We live in The Age of Ophelia and of the sticky transom, and neither of those things are good, or worthy, when day is done. Ophelia is one of the most insipidly sad characters in all of Shakespeare’s greatest works — and in Hamlet, she not only dies a coward’s death — she also deeply burns disappointment into every reader of the play and observer of her character in performance.

In simple observation, Ophelia may appear to be good and to hold nothing but earnestness in her heart, but in the context of the play in which she spins, Ophelia is nothing but yet another woman to be used, disparaged, and disposed.

Yes, Ophelia is strong, but she does not change, and her power is brittle.

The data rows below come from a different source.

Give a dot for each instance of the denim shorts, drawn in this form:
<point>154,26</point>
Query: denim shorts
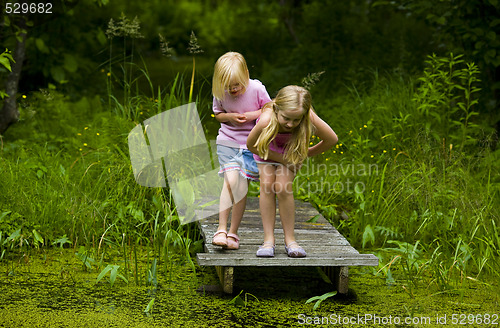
<point>237,159</point>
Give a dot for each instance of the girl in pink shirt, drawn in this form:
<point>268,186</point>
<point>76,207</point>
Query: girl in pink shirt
<point>237,103</point>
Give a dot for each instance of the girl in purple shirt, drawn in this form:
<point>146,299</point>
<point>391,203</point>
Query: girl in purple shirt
<point>237,103</point>
<point>280,141</point>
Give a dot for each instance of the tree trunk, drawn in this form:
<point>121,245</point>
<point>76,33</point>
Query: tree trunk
<point>288,17</point>
<point>9,113</point>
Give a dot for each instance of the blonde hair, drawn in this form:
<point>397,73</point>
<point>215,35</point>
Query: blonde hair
<point>291,97</point>
<point>230,66</point>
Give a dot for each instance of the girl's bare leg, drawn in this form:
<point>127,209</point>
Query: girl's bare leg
<point>232,191</point>
<point>267,200</point>
<point>284,190</point>
<point>240,197</point>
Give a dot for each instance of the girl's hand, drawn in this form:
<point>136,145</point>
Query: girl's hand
<point>294,168</point>
<point>237,119</point>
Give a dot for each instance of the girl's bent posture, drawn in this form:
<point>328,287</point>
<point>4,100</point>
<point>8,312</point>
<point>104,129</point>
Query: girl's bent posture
<point>237,104</point>
<point>280,143</point>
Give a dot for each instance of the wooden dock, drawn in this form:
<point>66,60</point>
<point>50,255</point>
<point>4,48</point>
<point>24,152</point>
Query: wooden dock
<point>325,246</point>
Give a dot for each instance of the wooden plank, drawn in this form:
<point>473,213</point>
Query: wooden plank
<point>281,259</point>
<point>325,246</point>
<point>244,250</point>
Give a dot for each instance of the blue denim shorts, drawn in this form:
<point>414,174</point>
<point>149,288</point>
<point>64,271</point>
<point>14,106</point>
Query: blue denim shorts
<point>237,159</point>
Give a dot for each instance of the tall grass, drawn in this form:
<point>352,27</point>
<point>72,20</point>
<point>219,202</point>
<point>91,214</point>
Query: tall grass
<point>429,205</point>
<point>67,180</point>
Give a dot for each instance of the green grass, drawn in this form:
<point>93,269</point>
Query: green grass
<point>419,201</point>
<point>426,206</point>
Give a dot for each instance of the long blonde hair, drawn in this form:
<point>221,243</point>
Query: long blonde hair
<point>231,65</point>
<point>291,97</point>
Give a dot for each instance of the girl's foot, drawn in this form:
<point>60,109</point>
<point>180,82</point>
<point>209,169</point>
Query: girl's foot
<point>294,250</point>
<point>233,241</point>
<point>266,250</point>
<point>220,238</point>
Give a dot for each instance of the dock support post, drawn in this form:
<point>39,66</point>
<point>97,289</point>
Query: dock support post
<point>339,276</point>
<point>226,277</point>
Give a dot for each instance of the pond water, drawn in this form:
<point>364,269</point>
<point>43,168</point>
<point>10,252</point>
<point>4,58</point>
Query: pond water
<point>52,289</point>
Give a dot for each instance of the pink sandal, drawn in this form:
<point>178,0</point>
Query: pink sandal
<point>220,238</point>
<point>233,241</point>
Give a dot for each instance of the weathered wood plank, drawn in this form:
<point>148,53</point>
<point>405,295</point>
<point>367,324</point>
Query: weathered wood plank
<point>325,246</point>
<point>245,250</point>
<point>281,259</point>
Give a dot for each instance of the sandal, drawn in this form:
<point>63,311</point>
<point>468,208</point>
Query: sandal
<point>220,238</point>
<point>266,250</point>
<point>233,241</point>
<point>295,250</point>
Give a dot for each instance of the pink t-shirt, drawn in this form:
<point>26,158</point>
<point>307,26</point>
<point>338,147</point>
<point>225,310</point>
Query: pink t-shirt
<point>253,99</point>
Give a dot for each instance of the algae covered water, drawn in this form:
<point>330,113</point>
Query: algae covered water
<point>54,289</point>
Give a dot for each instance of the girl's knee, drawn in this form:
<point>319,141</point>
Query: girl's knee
<point>267,186</point>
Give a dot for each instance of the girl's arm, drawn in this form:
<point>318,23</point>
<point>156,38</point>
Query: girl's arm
<point>252,116</point>
<point>234,118</point>
<point>264,120</point>
<point>325,133</point>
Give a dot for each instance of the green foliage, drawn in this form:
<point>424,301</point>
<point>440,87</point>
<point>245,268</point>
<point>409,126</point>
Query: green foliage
<point>113,274</point>
<point>320,299</point>
<point>445,99</point>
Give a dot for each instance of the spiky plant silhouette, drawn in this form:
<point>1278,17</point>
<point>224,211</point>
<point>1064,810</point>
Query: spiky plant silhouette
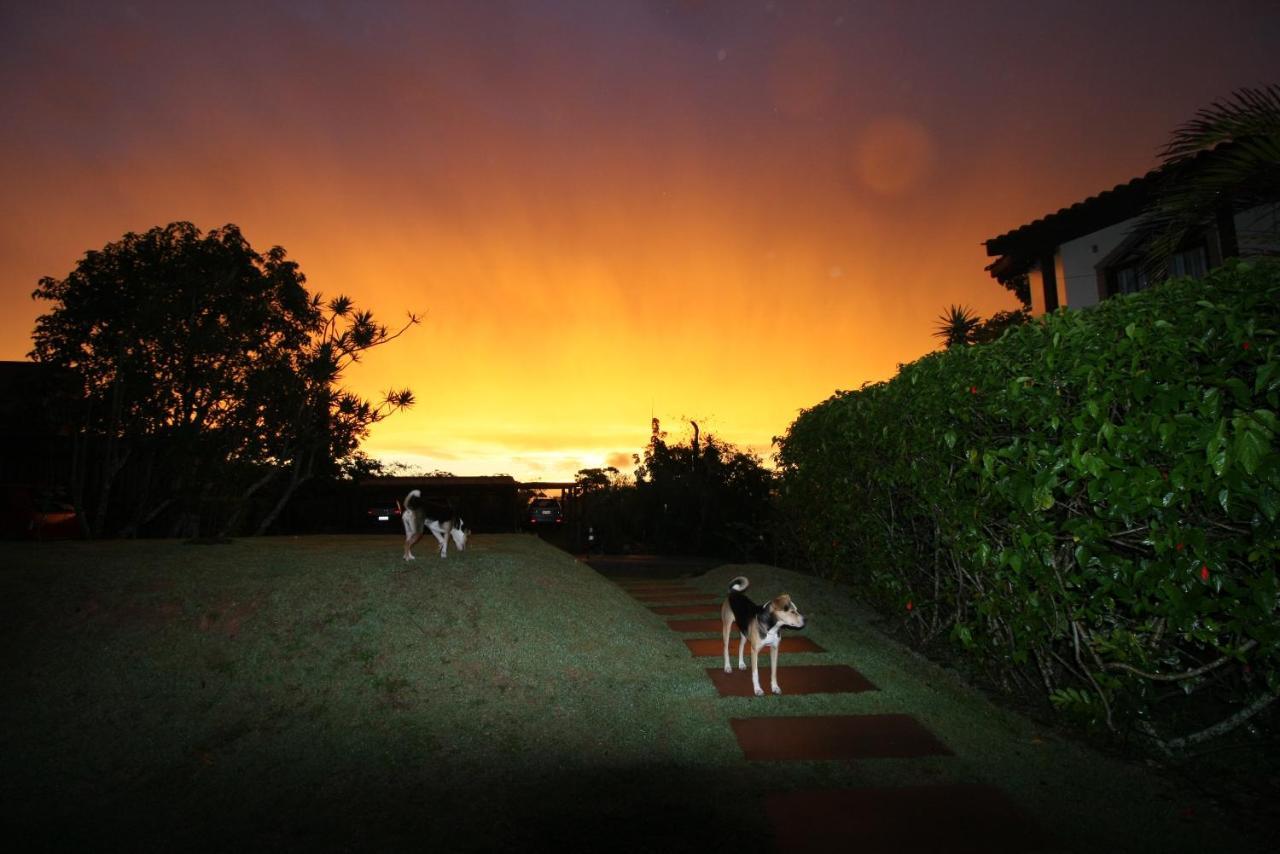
<point>956,325</point>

She is who she was born to be, and she lives and dies in that static end. Ophelia could have been a multi-dimensionally dramatic, Tragic Heroine, but instead, she dissolves into the pit of her own mind, becoming something to be pitied, and never admired.

We feel for Ophelia, but we do not feel her. Is this a failure of Shakespeare, the Writer, or a failure of the character never springing into life to demand the author’s attention? Yes, characters have lives of their own beyond the writer’s hand.

Ophelia’s collapsing into death is not how historic characters become immortal from the page.

OPHELIA
There’s fennel for you, and columbines: there’s rue
for you; and here’s some for me: we may call it
herb-grace o’ Sundays: O you must wear your rue with
a difference. There’s a daisy: I would give you
some violets, but they withered all when my father
died: they say he made a good end,–

Unfortunately, we find ourselves today stuck on the transom, living in The Age of Ophelia. Nothing is our fault. We point our fingers at other, more existential, reasons for our belittlement of each other. We prefer the hard hand of the dictator over the softer grip of someone we trust to lead us upward.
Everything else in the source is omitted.